Further down the line, these placement algorithms will take energy consumption into account, so as to reduce the carbon footprint of services as much as possible. In addition, the demo will incorporate new cloud providers (Amazon Web Services, Google Cloud provider) to demonstrate the feasibility and relevance of a cross-cloud approach.
Glossary :
Container
A lightweight virtual machine, since the container only virtualises the software layers on top of the operating system.
Cloud-edge computing continuum
The continuous integration and orchestration of IT services between the centralised cloud and edge computing. This approach aims to optimise performance and security by processing data as close to its source as possible, while using cloud resources for more intensive or global tasks.
Cross-cloud
A platform composed of data centres from different providers including private clouds.
NIS 2 Directive
The European Parliament and Council of the European Union have adopted the NIS (Network and Information Security) Directive. This directive aims to increase the level of cybersecurity of major players in ten strategic business sectors.
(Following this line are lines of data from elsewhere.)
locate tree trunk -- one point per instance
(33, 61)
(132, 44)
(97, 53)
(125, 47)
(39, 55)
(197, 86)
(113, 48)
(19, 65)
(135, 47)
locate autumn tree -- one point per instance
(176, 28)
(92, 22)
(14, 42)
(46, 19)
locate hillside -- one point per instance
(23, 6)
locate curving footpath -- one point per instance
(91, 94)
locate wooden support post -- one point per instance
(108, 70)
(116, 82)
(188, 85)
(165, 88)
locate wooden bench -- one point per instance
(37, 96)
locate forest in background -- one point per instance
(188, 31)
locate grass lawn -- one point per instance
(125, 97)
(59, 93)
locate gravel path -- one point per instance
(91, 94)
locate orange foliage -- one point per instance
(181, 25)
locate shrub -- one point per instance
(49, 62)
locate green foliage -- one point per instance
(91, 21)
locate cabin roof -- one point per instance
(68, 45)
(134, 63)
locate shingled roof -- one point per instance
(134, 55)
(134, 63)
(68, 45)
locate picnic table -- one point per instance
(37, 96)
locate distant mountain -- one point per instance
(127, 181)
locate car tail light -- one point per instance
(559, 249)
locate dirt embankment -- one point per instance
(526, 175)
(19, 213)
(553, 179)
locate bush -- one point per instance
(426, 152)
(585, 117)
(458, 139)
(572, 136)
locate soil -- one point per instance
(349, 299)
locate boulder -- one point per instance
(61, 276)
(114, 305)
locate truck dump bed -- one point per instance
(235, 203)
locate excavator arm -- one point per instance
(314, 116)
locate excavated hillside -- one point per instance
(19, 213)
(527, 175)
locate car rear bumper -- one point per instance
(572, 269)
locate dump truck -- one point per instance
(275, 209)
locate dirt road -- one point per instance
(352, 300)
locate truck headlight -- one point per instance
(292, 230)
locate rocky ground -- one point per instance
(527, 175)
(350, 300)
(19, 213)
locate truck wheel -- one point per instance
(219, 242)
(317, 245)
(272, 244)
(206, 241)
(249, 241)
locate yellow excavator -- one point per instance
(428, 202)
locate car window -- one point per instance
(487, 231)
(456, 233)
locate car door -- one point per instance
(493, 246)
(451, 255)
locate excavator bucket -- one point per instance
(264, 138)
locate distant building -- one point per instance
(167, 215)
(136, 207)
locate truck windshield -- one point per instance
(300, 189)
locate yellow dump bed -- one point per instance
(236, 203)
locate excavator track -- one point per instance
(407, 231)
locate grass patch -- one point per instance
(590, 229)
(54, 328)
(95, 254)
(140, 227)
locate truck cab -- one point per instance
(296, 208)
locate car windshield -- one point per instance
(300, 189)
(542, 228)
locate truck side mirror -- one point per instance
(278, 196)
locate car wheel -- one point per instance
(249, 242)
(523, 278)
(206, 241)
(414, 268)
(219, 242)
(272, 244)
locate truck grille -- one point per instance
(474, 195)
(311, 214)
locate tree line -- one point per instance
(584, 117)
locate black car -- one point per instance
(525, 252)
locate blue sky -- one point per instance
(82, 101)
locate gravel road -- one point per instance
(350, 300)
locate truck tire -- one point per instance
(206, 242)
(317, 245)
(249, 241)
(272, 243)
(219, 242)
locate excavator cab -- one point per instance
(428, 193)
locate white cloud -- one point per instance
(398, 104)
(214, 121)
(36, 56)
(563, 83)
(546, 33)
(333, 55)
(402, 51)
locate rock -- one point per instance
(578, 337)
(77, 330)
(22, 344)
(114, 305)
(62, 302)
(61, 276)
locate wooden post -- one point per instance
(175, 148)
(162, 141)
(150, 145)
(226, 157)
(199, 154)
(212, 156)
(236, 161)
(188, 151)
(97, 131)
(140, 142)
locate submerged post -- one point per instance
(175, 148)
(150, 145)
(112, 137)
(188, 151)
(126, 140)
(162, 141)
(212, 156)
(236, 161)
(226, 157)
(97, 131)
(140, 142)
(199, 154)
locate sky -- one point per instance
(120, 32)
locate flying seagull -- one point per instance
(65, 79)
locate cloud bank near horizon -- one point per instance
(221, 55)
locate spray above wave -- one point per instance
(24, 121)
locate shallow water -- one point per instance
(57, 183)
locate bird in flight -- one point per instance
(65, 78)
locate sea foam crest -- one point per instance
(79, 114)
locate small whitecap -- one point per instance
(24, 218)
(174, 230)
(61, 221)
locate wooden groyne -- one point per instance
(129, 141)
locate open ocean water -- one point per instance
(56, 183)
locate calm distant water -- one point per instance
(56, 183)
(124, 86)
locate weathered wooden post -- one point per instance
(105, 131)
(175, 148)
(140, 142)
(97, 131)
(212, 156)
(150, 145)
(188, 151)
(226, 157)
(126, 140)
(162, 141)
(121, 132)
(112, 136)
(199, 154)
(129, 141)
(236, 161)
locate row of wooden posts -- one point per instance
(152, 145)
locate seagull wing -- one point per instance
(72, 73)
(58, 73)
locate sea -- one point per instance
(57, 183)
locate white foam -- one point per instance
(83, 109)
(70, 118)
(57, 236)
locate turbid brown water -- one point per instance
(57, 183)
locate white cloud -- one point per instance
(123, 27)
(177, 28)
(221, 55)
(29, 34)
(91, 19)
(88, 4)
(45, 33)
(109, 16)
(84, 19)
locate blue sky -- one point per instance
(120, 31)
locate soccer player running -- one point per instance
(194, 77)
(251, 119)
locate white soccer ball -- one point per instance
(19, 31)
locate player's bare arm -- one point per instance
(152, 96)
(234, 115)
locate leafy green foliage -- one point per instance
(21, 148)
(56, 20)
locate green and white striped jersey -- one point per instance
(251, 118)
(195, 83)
Combinatorial optimisation
A branch of optimisation in applied mathematics. Its goal is to find the best solutions for problems with a large arrangement of elements to be combined.
Orchestration
In a cloud context, orchestration refers to the automation of the management of SLAs (Service Level Agreements) — contracts between providers and customers that define the minimum level of service quality required by the customer, to which the provider commits. In our case, an SLA is established between a service provider and an edge cloud operator (e.g. Orange), who provides the cloud infrastructure on which these services are based.
Virtualisation
Creation of a virtual version of a computing resource such as a server, operating system, storage device or network resources. It makes it possible to divide a physical resource into multiple isolated virtual environments. This enables a more efficient use of resources.